AVON LAKE — Not all Ford Motor Co. workers will see the $8,300 profit-sharing checks the company will hand out in March.
Those who have fallen behind in child-support payments will see their windfall reduced by what they owe in arrearages, according to Ann Eckstein, administrator of the Lorain County Child Support Enforcement Agency.
Eckstein said the practice isn’t limited to Ford workers or Lorain County. She said child support agencies around the state collect on bonuses and other one-time payments of more than $150 whenever an employer hands them out under a state law that took effect in the 1990s.
“Probably what the Legislature was trying to do was consider the best interests of the child,” she said.
The agency also intercepts income tax refunds and lottery winnings to cover back child-support payments.

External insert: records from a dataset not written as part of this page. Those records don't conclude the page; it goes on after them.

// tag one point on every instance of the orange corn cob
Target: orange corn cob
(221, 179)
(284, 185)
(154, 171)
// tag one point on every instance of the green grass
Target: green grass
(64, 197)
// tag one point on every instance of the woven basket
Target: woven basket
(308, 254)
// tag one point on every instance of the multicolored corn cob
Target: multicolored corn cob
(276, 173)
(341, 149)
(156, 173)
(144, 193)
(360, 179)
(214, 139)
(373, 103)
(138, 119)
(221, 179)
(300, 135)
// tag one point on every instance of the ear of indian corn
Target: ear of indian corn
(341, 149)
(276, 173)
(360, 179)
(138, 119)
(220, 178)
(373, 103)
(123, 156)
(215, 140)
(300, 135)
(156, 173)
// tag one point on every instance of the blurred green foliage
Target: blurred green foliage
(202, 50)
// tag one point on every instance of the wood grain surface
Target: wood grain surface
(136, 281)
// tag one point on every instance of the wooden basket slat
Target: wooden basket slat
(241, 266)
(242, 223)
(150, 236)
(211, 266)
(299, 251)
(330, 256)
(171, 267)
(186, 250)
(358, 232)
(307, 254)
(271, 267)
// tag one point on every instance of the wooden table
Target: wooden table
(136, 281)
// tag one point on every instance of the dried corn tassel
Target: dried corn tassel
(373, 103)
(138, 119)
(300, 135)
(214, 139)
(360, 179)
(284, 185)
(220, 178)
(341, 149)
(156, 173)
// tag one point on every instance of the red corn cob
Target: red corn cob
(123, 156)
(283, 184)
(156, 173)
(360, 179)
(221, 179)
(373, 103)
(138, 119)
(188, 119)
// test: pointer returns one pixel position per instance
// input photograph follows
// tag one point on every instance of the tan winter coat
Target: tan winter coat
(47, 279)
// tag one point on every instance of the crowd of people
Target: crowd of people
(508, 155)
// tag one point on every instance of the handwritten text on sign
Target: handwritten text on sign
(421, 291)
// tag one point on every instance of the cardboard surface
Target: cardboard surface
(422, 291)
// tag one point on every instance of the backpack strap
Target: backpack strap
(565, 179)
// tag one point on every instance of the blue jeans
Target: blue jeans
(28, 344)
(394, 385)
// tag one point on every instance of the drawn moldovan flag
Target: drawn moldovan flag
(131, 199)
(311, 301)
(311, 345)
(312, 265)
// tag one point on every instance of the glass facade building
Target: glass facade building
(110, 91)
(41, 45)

Eckstein said parents who owe child support and have fallen more than 45 days behind in their payments are considered to be in default, which starts an automatic administrative process that allows for the money to be collected.
Workers who are current on their payments will receive their full profit-sharing checks.
She also said that employers are required to notify the agency of one-time payments such as bonuses.
Although Eckstein declined to say how many workers at Ford’s Ohio Assembly Plant would see their profit-sharing checks used to cover back child support, she said the agency administers child support orders for about 250 Ford workers. Not all of those workers owe back child support.
“This is going to help with a lot of arrearages,” she said.